A importância da política antitruste em processos de reconstrução econômica

Cristina Ribas Vargas

Cristina Ribas Vargas

Em meio ao rastro de devastação deixado pela enchente de 2024 no estado do Rio Grande do Sul, classificada como um evento climático extremo, que superou a traumática marca histórica da enchente de 1941, um pensamento permaneceu presente nos corações e mentes de gaúchos e brasileiros de outros estados que se irmanaram em uma tocante rede de solidariedade: reconstrução. O evento climático, cujos danos têm sido comparados àqueles provocados pelo furacão Katrina que atingiu Nova Orleans em 2005, deixou o estado gaúcho com mais de meio milhão de habitantes desalojados, o que significa que aproximadamente uma a cada vinte pessoas teve que sair de sua casa. Em meio a esse turbilhão o pensamento focado no processo de reconstrução ladrilha o caminho da esperança.

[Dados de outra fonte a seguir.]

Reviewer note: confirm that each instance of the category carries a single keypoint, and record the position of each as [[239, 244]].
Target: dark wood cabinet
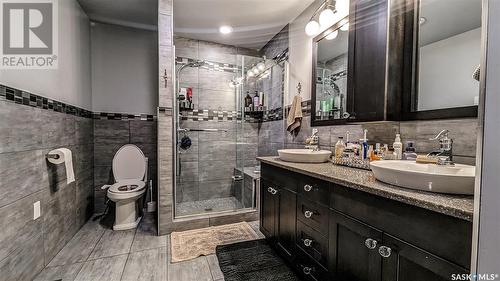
[[285, 234], [278, 217], [355, 236], [353, 250], [409, 263], [267, 210]]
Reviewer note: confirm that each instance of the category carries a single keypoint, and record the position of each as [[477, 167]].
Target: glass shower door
[[211, 147]]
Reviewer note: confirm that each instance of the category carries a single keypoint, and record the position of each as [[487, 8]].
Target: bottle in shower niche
[[256, 101], [339, 149], [248, 100]]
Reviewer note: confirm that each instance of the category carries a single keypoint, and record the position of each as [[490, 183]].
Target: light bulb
[[225, 29], [261, 66], [327, 18], [332, 35], [345, 27], [342, 8], [312, 28]]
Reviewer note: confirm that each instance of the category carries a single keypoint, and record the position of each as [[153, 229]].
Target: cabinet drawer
[[279, 177], [313, 243], [315, 190], [313, 215], [309, 268]]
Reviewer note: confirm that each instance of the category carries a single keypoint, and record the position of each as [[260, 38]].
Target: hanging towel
[[294, 118]]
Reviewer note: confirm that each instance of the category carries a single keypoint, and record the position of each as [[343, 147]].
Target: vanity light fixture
[[312, 28], [330, 13], [344, 25], [225, 29], [327, 17], [332, 35]]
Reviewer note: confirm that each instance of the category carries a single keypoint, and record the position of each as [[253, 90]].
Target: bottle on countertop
[[410, 152], [248, 100], [364, 146], [339, 148], [398, 147]]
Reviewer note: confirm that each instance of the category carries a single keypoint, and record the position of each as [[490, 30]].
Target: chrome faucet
[[445, 152], [312, 142]]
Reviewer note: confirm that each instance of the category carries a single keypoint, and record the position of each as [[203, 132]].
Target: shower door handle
[[237, 178]]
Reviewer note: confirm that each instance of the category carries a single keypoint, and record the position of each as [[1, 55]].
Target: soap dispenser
[[398, 147], [410, 153]]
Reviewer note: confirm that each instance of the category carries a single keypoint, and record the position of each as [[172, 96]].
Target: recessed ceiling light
[[225, 29]]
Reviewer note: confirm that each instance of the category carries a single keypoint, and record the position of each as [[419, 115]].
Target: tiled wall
[[28, 133], [272, 135], [206, 168], [109, 136]]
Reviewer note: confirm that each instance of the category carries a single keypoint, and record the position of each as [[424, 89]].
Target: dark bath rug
[[253, 261]]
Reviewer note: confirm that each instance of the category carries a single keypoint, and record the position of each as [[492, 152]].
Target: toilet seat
[[127, 186]]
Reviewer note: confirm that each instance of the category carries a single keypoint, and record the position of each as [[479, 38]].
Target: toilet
[[130, 173]]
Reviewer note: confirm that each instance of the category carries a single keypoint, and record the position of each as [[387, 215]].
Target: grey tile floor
[[208, 206], [96, 254]]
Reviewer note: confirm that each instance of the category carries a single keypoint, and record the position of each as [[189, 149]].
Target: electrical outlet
[[36, 210]]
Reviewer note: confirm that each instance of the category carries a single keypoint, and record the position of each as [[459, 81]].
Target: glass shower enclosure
[[214, 151]]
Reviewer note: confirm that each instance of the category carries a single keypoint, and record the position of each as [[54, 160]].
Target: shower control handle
[[307, 242], [308, 214], [272, 190]]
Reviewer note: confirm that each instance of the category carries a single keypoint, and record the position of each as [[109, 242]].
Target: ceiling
[[255, 22], [133, 13], [446, 18]]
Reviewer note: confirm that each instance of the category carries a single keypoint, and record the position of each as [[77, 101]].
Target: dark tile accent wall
[[109, 136], [28, 131]]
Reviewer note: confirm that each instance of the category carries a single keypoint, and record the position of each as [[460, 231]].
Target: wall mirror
[[329, 87], [446, 51]]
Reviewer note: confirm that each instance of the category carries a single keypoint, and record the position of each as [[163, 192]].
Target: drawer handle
[[308, 214], [384, 251], [307, 270], [272, 190], [307, 242], [370, 243]]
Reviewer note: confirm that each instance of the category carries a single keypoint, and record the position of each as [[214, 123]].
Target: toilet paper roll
[[65, 157]]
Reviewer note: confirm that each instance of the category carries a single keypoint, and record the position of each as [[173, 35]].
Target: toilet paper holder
[[54, 156]]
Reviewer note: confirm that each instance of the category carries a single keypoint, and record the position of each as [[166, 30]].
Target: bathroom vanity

O processo de destruição criadora é dinâmico e implica no surgimento de uma nova estrutura econômica enquanto a anterior não desapareceu totalmente. O empresário inovador é o agente responsável por sucessivas ondas de inovações tecnológicas que resultam em aumentos de produtividade do capital e do trabalho, e uma importante condição para que estes ciclos de desenvolvimento ocorram é a disponibilidade do crédito acessível.  Quando essas condições não provêm da paz e da ação humana intencional, por vezes nasce da guerra ou mesmo de catástrofes naturais, ironicamente aproximando a teoria econômica da teoria da seleção natural de Charles Darwin, como inicialmente pretendido por Schumpeter.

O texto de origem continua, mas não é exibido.